Thirty-five of 38 patients (92%) completed neoadjuvant therapy. Twenty-seven patients underwent tumor resection (resectability rate 71%), of which 26 initiated adjuvant therapy for a total of 23 patients (60.5%) who completed all planned therapy. The 18-month survival was 63% (24 patients alive). The median overall survival for all 38 patients was 27.2 months (95% confidence interval: 17-NA) and the median disease-specific survival was 30.6 months (95% confidence interval: 19-NA).
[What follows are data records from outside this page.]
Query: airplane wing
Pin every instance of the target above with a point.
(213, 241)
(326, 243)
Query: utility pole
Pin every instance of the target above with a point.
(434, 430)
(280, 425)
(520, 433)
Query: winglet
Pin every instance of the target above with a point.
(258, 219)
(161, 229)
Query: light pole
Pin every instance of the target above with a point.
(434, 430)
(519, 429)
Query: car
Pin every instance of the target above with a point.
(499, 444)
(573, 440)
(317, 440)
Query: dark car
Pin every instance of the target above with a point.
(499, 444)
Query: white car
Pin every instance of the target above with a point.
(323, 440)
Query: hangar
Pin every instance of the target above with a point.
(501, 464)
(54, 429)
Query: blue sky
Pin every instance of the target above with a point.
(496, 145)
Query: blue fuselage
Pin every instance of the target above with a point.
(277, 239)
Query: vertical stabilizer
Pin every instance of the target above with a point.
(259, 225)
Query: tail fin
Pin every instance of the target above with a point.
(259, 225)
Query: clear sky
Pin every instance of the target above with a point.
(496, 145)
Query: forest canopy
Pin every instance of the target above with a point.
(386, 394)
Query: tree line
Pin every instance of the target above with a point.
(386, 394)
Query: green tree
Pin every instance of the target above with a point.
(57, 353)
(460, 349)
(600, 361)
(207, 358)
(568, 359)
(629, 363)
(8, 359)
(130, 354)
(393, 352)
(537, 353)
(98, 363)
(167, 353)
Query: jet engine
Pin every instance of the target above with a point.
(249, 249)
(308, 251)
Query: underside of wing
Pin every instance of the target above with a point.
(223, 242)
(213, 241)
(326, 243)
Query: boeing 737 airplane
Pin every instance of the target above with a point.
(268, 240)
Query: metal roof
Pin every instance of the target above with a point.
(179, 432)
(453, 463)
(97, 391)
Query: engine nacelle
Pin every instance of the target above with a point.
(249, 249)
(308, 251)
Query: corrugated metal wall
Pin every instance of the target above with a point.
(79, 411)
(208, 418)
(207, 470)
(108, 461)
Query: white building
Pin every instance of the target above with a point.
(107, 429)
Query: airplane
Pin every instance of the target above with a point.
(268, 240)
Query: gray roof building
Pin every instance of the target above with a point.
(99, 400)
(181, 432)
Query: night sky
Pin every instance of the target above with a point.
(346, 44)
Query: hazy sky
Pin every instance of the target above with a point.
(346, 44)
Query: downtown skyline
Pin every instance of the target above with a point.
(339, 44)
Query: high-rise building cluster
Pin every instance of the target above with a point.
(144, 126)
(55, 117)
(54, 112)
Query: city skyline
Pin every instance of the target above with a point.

This study met its endpoint and provided a signal suggesting that exploration of neoadjuvant systemic therapy is worthy of further investigation in resectable pancreas adenocarcinoma. Improved patient selection and more active systemic regimens are key. Clinical trials identification: NCT00536874.
新辅助系统治疗在可切除胰腺腺癌中的作用仍未确定。
我们评估了替吉奥联合奥沙利铂术前治疗可切除胰腺腺癌患者的疗效。
使用 CT 胰腺血管造影、腹腔镜检查、内镜超声检查和细针抽吸细胞学检查筛选符合条件的患者,共筛选出 38 例患者,接受 4 个周期的新辅助吉西他滨 1000mg/m2 静脉滴注 100 分钟,奥沙利铂 80mg/m2 静脉滴注 2 小时,每 2 周 1 次。在重新分期时肿瘤仍可切除的患者继续手术,随后接受 5 个周期的辅助吉西他滨(1000mg/m2 静脉滴注 30 分钟,第 1、8 和 15 天,每 4 周 1 次)。主要终点为 18 个月总生存率,次要终点包括新辅助治疗的影像学、肿瘤标志物和病理反应、复发时间、失败模式和获得术前核心活检的可行性。
38 例患者中 35 例(92%)完成新辅助治疗。27 例患者行肿瘤切除术(可切除率为 71%),其中 26 例患者开始接受辅助治疗,共有 23 例患者(60.5%)完成了所有计划的治疗。18 个月生存率为 63%(24 例存活)。38 例患者的中位总生存期为 27.2 个月(95%置信区间:17-N/A),中位疾病特异性生存期为 30.6 个月(95%置信区间:19-N/A)。
本研究达到了终点,并提供了一个信号,表明探索可切除胰腺腺癌的新辅助系统治疗是值得进一步研究的。关键是要改进患者选择和更积极的系统治疗方案。临床试验识别号:NCT00536874。